Montag, 7. Dezember 2009

„Scheitern bei Dorothy Parker und Zhang Ailing“


Beinahe wäre ich hier komplett und spurlos abgetaucht in meiner Magisterarbeit. Aber ich will nicht klagen, das läuft alles wunderbar. Ich lese, verstehe meistens auch, selbst wenn Zhang Ailing mir das nicht allzu einfach macht (zur Erinnerung an alle, für die chinesische Namen immer nur wie eine Türklingel klingen - das ist die werte Autorin, die in meiner Magisterarbeit verewigt wird). Gelegentlich scheint sie recht wild auf dem Wortschatz-Flohmarkt gestöbert zu haben, um schon lange tot geglaubte Antiquitäten aufzuspüren und voller Finderstolz sogleich in ihre Texte hinein zu dekorieren. Und ich schreibe auch schon fleißig vor mich hin.
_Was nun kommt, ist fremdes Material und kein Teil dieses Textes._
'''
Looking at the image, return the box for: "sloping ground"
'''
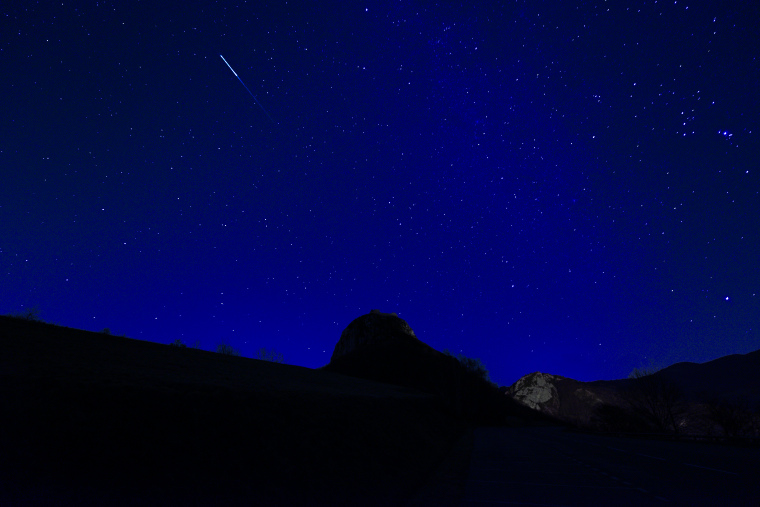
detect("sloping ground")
[0,317,462,505]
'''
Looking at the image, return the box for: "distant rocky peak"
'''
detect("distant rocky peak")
[330,310,417,362]
[507,371,564,414]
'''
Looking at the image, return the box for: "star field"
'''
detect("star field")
[0,0,760,385]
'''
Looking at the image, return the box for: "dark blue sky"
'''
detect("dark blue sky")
[0,0,760,384]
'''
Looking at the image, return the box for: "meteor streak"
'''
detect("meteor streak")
[219,55,275,123]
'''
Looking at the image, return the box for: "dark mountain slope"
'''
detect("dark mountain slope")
[0,317,462,505]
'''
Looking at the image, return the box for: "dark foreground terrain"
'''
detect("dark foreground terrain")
[462,427,760,507]
[0,317,476,505]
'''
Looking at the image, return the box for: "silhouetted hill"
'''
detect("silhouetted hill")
[323,310,548,424]
[501,351,760,435]
[0,317,470,505]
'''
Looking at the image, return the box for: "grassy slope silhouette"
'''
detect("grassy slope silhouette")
[0,317,476,505]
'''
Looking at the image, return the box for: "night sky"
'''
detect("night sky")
[0,0,760,385]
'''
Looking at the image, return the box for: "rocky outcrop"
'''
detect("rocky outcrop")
[504,372,626,425]
[507,371,563,416]
[323,310,535,424]
[330,310,421,363]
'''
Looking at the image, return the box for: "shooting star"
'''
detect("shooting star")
[219,55,275,123]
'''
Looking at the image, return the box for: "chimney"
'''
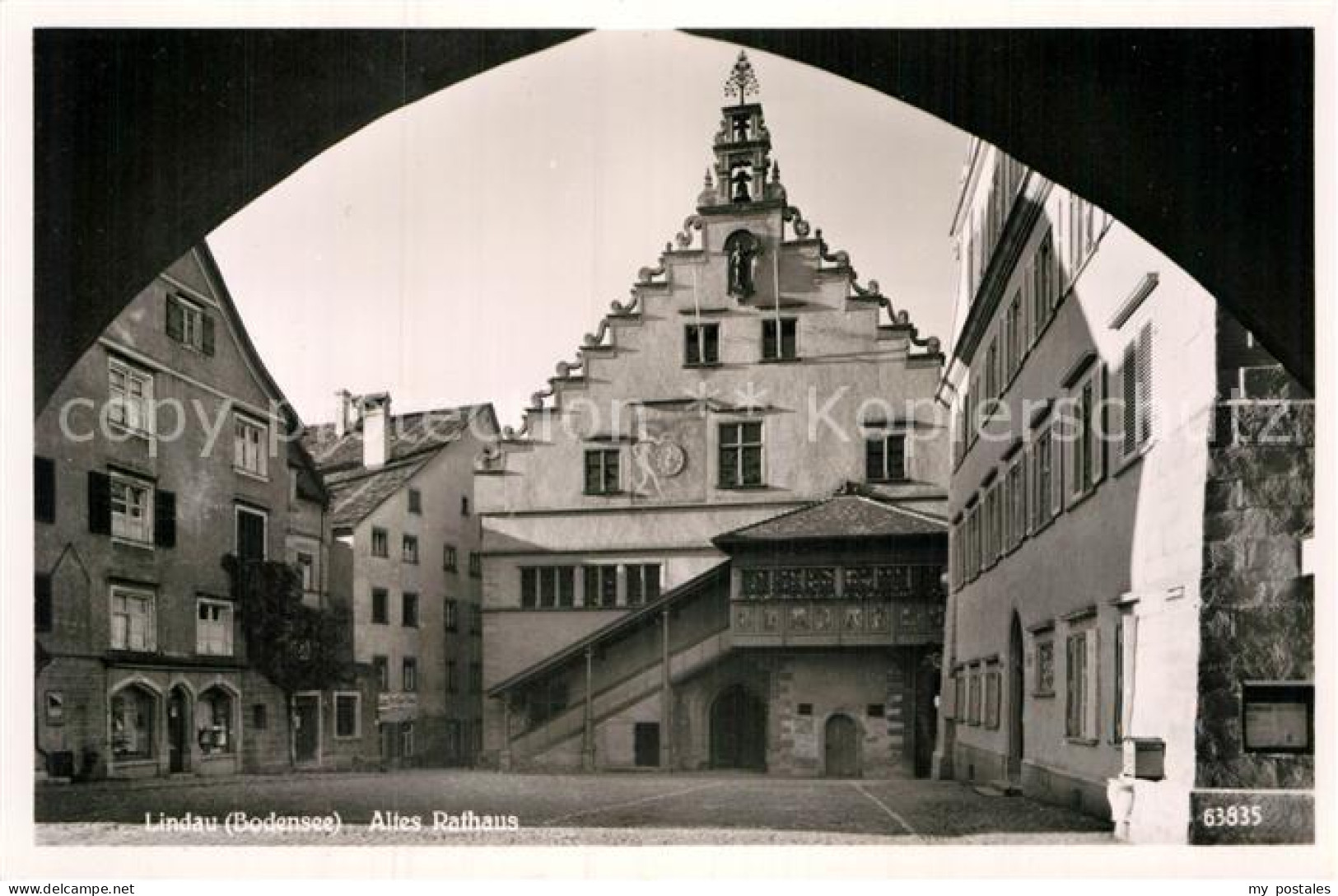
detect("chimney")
[361,392,391,469]
[334,390,353,439]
Aber trotzdem gerät man immer so leicht in diese verzwickte Alltagsroutine hinein, die zwar einerseits die Konzentration voll und ganz auf das eine zentrale Problem lenkt (Scheitern!) und die Effektivität steigert (Zerstörung? Oder doch lieber Selbstzerstörung?). Aber andererseits packt sie den Kopf in einen Nebelhelm ein, mit dem man dann immer blinder durch die Welt stolpert. Man kommt einfach nicht mehr auf den Gedanken, dass man den ja auch mal absetzten könnte, um mal wieder ein bisschen Frischluft durch die Gehirnwindungen kreiseln zu lassen (nehmt das jetzt nicht wörtlich, ich bin schließlich noch immer in Peking: fast 16 Mio. Einwohner, davon ca. 940 Stück/km² und eine rasant steigende Autoanzahl) oder mal eine andere Aussicht zu genießen (zum Beispiel gleich bei mir um die Ecke auf der Brücke über der dritten Ringstraße).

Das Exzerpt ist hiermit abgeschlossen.